Exactly-Once Semantics
1. Overview
1.1 Problem Background
Distributed data processing faces fundamental delivery guarantees challenges:
- At-Most-Once: Records may be lost (unacceptable for critical data)
- At-Least-Once: Records may be duplicated (causes counting errors, double charges)

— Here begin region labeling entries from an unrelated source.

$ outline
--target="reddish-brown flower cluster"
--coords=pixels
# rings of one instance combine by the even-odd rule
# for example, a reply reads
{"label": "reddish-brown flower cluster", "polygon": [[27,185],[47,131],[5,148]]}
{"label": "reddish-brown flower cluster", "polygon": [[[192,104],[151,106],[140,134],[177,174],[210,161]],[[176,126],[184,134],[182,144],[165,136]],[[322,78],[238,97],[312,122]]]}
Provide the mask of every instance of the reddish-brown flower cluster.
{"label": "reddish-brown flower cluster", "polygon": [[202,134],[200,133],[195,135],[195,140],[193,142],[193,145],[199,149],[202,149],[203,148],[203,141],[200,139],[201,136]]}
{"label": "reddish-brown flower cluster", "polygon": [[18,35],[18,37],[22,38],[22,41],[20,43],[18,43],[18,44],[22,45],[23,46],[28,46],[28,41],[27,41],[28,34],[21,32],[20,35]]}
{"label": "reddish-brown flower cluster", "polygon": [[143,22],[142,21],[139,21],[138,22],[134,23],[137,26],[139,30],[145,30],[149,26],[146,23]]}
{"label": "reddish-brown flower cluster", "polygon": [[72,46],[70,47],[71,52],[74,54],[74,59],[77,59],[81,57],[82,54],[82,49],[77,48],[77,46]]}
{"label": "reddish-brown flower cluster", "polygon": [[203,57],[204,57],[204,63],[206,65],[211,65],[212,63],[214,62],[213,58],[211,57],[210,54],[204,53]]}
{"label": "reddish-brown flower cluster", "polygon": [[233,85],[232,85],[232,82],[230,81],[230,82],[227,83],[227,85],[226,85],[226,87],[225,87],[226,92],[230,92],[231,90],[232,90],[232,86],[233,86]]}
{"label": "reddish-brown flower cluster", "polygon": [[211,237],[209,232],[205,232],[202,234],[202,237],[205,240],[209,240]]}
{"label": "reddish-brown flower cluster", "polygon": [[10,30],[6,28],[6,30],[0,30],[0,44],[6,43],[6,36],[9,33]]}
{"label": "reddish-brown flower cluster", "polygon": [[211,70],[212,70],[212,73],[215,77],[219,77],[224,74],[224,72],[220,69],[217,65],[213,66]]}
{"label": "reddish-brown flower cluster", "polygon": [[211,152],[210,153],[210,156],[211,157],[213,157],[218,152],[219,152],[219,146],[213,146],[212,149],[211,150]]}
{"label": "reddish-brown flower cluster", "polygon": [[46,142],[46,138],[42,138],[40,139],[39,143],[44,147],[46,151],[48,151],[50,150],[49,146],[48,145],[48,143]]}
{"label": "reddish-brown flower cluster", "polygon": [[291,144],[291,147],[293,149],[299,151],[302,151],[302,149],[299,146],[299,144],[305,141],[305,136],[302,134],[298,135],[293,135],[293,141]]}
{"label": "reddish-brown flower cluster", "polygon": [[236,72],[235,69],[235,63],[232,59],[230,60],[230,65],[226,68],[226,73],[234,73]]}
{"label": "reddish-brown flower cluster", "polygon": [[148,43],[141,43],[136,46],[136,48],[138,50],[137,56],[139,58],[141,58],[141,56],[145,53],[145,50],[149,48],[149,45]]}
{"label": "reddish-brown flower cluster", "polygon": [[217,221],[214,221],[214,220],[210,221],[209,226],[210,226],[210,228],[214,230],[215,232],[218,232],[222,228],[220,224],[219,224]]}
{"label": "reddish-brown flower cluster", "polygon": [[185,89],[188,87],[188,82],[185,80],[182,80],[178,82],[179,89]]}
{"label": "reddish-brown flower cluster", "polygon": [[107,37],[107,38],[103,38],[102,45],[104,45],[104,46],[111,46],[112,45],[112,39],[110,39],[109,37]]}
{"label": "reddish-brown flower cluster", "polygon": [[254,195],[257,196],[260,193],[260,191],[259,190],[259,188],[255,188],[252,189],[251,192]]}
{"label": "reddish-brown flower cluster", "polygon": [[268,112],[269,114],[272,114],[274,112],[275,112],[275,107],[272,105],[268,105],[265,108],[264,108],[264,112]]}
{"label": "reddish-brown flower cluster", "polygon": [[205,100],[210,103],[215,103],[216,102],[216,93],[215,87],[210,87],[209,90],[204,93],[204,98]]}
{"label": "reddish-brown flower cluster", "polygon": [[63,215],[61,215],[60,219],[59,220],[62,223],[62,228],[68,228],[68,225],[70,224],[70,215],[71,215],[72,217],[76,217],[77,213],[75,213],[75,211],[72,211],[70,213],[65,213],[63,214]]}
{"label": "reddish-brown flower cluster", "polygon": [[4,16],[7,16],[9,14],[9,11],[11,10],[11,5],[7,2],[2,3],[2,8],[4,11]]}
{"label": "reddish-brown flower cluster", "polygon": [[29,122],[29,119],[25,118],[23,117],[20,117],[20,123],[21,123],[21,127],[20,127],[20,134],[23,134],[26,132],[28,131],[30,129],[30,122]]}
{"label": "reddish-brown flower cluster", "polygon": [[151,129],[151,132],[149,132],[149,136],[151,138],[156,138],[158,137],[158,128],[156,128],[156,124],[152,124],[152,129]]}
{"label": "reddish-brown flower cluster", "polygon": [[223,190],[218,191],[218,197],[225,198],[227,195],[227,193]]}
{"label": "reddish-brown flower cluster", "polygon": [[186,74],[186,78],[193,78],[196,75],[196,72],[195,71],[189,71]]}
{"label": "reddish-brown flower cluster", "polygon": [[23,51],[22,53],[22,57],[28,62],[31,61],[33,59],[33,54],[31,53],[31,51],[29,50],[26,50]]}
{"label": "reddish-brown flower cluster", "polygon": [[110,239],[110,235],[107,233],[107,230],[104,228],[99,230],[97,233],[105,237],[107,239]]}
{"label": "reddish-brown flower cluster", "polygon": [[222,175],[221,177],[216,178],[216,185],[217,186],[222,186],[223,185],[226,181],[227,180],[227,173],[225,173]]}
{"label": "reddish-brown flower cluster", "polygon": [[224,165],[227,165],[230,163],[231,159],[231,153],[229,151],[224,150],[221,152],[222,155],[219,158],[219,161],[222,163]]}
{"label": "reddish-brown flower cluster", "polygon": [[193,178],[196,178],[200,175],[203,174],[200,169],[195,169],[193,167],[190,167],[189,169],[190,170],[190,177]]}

- Exactly-Once: Each record processed exactly once (ideal but complex)
Real-World Impact:
Scenario: Financial transaction processing
At-Least-Once:
Transaction $100 processed twice → User charged $200 ❌
Exactly-Once:
Transaction $100 processed once → User charged $100 ✅
1.2 Design Goals
SeaTunnel's exactly-once semantics aims to:
- Verifiable End-to-End Consistency: With checkpoint boundaries + sink transactional/idempotent commits, avoid data loss/duplication under the documented failure model
- Transparent Implementation: Framework handles complexity, users configure minimally
- Performance Efficiency: Minimize overhead while maintaining guarantee
- Failure Resilience: Maintain guarantee across task/worker/master failures
- Broad Applicability: Support transactional sinks and also provide practical semantics for non-transactional sinks (e.g., idempotent writes / at-least-once)
1.3 Consistency Levels
| Level | Guarantee | Use Cases | Implementation |
|---|---|---|---|
| At-Most-Once | No duplicates, may lose | Non-critical logs | No retry |
| At-Least-Once | No loss, may duplicate | Idempotent processing | Retry without transaction |
| Exactly-Once | No loss, no duplicates | Financial, billing, audit | Checkpoint + 2PC |
2. Theoretical Foundation
2.1 Chandy-Lamport Algorithm
Concept: Distributed snapshot without stopping the entire system.
Mechanism:
- Coordinator injects barriers (markers) into data streams
- Upon receiving barrier, each operator:
- Snapshots its local state
- Forwards barrier downstream
- When all operators snapshot, we have a consistent global snapshot
Key Property: Snapshot represents a consistent cut across distributed system state.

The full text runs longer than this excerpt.